North Hollywood is going the way of Baltimore, Martin County, and Middlesbrough, England. It has installed “talking cameras,” ostensibly to ward off taggers and people who dump trash.
“Los Angeles police are using motion-activated cameras to warn vandals that they’re being watched,” reports WOAI for NBC News. “The motion triggers a recorded voice that states, ‘This is the Los Angeles Police Department. It is illegal to spray graffiti or dump trash here.’ The voice warns vandals that they are being recorded and will be prosecuted. The camera provides a high-resolution image of the tagger and the vehicle. It can capture an image of a license plate from 250 feet.”

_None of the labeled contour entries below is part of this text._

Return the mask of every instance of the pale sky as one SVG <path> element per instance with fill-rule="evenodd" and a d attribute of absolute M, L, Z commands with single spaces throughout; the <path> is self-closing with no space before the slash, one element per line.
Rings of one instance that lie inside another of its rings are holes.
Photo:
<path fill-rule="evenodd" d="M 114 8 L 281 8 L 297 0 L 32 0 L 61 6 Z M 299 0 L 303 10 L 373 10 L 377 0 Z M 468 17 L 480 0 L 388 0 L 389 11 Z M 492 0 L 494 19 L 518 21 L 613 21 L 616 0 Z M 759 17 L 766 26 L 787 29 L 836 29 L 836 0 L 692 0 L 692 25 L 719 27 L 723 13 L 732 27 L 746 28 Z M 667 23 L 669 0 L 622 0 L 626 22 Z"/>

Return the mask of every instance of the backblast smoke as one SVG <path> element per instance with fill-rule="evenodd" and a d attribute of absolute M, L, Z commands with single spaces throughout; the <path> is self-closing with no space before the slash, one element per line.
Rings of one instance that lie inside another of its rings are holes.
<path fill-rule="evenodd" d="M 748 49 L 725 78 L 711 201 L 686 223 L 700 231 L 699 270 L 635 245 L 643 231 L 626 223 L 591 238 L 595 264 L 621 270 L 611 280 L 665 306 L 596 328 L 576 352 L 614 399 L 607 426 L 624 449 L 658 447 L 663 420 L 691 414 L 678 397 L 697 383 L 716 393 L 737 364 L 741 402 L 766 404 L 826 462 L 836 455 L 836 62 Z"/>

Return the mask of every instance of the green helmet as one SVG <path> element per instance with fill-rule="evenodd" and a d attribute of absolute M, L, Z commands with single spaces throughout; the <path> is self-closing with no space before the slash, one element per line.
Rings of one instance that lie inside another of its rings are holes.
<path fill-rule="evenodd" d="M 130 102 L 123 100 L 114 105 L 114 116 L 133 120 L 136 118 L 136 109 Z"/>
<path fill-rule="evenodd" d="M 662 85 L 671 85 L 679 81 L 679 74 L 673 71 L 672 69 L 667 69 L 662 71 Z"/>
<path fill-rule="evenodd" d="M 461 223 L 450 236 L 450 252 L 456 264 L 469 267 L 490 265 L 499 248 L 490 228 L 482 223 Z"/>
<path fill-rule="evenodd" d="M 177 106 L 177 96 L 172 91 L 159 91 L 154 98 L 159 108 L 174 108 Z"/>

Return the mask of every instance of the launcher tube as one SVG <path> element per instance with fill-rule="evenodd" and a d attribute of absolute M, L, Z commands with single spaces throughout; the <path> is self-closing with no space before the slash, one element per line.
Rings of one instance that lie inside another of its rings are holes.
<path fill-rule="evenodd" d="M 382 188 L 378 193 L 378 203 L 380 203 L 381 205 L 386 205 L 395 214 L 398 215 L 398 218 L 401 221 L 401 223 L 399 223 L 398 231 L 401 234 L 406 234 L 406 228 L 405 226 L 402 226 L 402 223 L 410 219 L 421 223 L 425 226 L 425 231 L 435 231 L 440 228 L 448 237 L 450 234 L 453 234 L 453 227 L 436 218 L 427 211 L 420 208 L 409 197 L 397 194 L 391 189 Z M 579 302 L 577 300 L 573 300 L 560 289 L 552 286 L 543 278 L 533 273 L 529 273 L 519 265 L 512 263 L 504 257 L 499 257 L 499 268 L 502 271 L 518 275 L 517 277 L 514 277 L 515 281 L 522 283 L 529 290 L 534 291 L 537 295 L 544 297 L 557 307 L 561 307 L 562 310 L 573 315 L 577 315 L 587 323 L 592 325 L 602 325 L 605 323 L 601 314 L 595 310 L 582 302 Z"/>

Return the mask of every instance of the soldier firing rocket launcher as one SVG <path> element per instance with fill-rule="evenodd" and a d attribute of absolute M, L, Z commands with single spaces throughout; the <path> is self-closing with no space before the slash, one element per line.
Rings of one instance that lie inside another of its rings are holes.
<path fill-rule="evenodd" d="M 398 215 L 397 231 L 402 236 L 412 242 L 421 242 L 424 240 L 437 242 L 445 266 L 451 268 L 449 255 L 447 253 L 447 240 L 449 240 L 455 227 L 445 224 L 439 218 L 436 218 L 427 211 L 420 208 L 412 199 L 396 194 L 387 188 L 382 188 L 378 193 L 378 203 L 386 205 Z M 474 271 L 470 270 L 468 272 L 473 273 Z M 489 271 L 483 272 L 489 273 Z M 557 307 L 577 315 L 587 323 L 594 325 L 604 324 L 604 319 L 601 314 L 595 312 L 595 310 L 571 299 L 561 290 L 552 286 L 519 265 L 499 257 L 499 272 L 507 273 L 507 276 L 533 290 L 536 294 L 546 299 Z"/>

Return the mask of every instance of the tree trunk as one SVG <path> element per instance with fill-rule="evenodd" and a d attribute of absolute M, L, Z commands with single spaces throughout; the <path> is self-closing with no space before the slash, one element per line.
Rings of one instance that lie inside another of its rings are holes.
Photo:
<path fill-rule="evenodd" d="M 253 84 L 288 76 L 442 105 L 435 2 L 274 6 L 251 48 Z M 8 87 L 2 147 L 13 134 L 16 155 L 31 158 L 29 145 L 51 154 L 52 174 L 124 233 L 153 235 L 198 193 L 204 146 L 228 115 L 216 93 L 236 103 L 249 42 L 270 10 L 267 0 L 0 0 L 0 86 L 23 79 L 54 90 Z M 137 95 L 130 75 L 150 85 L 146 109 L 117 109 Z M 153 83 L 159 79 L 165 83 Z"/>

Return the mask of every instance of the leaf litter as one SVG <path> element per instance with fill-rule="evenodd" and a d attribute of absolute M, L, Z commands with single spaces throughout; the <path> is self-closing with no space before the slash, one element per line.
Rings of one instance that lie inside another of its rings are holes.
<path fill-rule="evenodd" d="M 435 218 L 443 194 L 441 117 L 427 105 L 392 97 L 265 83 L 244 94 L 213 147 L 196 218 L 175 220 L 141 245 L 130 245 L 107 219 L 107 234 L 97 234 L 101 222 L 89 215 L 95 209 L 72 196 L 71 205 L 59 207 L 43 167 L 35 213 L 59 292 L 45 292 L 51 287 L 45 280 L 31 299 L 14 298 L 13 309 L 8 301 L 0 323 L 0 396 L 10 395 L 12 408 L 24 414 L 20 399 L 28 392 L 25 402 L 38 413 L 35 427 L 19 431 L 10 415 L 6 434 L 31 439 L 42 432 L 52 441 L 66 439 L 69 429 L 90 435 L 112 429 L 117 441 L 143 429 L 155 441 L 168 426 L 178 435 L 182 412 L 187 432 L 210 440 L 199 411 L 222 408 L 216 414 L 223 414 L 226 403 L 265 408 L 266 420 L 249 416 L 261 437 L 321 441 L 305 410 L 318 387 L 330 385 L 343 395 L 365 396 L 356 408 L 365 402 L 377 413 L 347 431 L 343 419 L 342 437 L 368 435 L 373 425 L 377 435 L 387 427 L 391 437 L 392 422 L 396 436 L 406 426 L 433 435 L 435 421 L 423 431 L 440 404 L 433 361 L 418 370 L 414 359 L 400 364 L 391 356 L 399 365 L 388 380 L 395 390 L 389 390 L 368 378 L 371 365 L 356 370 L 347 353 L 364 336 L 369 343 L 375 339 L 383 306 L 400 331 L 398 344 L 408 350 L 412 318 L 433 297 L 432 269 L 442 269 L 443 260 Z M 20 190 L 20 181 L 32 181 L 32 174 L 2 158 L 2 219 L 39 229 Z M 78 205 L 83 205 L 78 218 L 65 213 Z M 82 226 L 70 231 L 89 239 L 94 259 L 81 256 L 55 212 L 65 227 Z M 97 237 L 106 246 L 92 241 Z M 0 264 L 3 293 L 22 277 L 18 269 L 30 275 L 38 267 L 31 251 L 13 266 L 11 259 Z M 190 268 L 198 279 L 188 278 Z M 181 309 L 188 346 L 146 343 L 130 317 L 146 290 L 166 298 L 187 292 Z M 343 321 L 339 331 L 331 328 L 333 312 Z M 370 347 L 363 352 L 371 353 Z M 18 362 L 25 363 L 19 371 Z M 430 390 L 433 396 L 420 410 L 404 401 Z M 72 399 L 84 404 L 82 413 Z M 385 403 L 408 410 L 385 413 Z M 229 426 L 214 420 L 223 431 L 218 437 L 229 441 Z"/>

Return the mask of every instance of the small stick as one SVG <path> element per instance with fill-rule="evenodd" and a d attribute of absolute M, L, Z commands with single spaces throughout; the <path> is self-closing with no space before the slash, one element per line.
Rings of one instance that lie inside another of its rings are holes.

Most people will likely not have a problem with these barking cameras if the devices prevent miscreants from vandalizing private and public property. However, once the public accepts this technology government will as a matter of course begin installing thousands of them at taxpayer expense.
Recall the 70 year old woman arrested for not watering her lawn, or the man arrested because his lawn was brown. Police and city governments find all sorts of reasons to fine, arrest, and even imprison people.
In the not too distant future, cameras may do this job. Imagine every neighborhood in a city with talking cameras monitoring citizens. “Citizen at 1200 Main Street, your lawn is too long. Cut it or face criminal penalty.”
Outrageous? Consider Britain, where the plebs are monitored by trash bin police. In a recent case, a woman was fined £265 for taking her trash bin out to the curb 24 hours early. As the Mail Online reported in May, the government is forcing British families “to name somebody to be in charge of their rubbish under a council’s ‘zero tolerance’ approach to bin collections. The named individual faces £100 fines and a criminal record if their household then puts the wrong rubbish in its wheelie bins, puts them out too soon, or puts them in the wrong place.” In addition, the individual will be obliged “to give officials a breakdown of everyone who lives in their home, together with intimate information including details of medical conditions.”
Of course, this has nothing to do with garbage bins. It has to do with the state intruding on the lives of citizens under the flimsiest of excuses.
Same mindset applies to the installation of cameras that bark orders and make threats. Today the cameras ward off taggers, tomorrow they will be put everywhere and used to monitor and control the behavior of citizens.
As Orwell’s Winston Smith knew, the telescreens watched the citizens constantly. “He sat as still as he could on the narrow bench, with his hands crossed on his knee. He had already learned to sit still. If you made unexpected movements they yelled at you from the telescreen,” writes Orwell.